The reactor vision goes even further. "As a disruptive innovation, our technology has the potential to completely revamp the value chain for fuels," says Engelkamp. There is also the possibility of producing the methane required with biotechnological methods, i.e. with bacteria that convert carbon dioxide and hydrogen into methane and water. In this way, the bacteria would withdraw the greenhouse gas carbon dioxide from the atmosphere and turn it into a valuable fuel.
Water electrolysis has the potential of being used for producing the hydrogen required. However, this approach consumes a lot of energy. If this energy could be produced with solar cells or wind turbines, water electrolysis would be an outstanding possibility for storing regenerative energies in the form of fuels. "This is still a vision of the future, but in five to ten years' time, it could be relevant for our modular approach. We do not want to produce the gases, but use them. However, a company that is working on the development of a compact electrolysis system for the production of hydrogen, would be an exciting strategic partnership that we would certainly consider," says Engelkamp.

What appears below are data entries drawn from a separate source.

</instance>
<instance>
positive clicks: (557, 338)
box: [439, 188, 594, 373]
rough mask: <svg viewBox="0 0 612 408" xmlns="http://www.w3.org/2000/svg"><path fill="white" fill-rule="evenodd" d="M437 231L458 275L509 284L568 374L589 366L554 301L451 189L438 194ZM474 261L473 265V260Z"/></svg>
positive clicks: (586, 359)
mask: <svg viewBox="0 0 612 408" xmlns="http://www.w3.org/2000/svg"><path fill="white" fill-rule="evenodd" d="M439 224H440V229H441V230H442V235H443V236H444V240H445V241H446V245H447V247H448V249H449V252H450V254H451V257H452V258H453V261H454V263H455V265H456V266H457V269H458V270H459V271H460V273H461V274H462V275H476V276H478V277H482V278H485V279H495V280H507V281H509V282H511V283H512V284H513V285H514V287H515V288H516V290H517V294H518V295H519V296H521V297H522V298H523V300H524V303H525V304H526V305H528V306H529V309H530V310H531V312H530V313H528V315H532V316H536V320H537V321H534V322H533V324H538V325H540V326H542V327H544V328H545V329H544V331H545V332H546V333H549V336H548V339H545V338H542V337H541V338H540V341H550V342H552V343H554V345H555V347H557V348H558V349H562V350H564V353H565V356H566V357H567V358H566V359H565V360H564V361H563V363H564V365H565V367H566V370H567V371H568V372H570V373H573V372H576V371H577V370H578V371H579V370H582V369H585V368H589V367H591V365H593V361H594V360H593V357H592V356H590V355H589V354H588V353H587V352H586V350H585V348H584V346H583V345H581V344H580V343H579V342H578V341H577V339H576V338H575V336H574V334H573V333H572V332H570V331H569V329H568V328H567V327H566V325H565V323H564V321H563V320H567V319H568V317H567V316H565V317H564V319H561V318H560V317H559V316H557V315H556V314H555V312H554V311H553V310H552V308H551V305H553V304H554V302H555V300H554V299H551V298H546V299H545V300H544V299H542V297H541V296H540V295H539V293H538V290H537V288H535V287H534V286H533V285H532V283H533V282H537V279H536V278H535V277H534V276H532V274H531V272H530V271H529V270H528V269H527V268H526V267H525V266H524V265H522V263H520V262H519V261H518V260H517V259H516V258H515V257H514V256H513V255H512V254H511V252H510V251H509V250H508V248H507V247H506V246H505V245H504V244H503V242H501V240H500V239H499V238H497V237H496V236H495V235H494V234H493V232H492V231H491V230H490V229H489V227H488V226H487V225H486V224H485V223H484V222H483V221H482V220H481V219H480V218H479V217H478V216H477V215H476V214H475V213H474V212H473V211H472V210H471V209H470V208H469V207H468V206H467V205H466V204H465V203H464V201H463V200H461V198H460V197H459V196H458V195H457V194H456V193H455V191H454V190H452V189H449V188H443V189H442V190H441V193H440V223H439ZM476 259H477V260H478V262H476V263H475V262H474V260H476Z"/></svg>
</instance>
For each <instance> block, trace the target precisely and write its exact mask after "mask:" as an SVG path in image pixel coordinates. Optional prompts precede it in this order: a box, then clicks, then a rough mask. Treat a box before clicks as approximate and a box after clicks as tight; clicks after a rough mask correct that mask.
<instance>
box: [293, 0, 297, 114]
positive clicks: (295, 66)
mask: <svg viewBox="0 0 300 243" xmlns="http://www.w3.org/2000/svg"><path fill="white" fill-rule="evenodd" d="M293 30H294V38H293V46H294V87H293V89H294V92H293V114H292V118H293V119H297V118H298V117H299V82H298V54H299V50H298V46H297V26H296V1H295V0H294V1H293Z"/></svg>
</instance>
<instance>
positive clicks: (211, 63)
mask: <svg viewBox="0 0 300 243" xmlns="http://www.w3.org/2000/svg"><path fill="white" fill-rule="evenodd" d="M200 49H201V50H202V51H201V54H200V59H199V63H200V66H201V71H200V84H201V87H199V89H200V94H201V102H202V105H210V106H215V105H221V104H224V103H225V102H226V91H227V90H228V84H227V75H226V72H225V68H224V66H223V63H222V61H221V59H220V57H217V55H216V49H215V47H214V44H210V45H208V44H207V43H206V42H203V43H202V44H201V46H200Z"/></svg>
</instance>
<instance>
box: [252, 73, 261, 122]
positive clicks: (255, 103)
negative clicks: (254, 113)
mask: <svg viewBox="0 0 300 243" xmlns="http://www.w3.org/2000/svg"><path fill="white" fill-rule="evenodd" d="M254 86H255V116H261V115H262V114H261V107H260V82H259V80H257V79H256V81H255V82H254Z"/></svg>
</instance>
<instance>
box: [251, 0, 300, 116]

IneraTec interprets the signs of the times. The sense of sustainability and innovative thinking has never before been so noticeable – both in Baden-Württemberg and throughout Europe. The company's developments also benefit from new laws and amendments such as Germany's Renewable Energy Act. "Since the introduction of the Renewable Energy Act in Germany, block heat and power stations have been receiving fewer subsidies than before. Therefore, fuel production alternatives such as the one we are developing are becoming increasingly important. A rethinking is also taking place in the fuel sector, and this will also be to our advantage. The idea is to reduce the envisaged 10 percent energy crop-derived ethanol part of the E10 fuel (fuel mixture of 10% anhydrous ethanol and 90% petrol) blend to seven percent, and replace the remaining three per cent with second-generation fuels. And we are second-generation fuel producers," says Engelkamp.
IneraTec is employing an award-winning concept. In 2014, the innovative character of the project also convinced BIOPRO Baden-Württemberg. Back then, one of the IneraTec founders, Paolo Piermartini, presented the IneraTec concept at the Bioeconomy Conference, which was jointly organised by the Baden-Württemberg Ministry of Science, Research and the Arts, the University of Hohenheim and BIOPRO Baden-Württemberg GmbH in Stuttgart. "BIOPRO put us into contact with interesting people, and we have benefitted enormously from BIOPRO's assistance and the contacts we made," says Engelkamp. The only thing that is missing before the founders have a marketable system and can initiate serial production, is producing a containerised system that they could use to show that the compact process works perfectly and to demonstrate market maturity.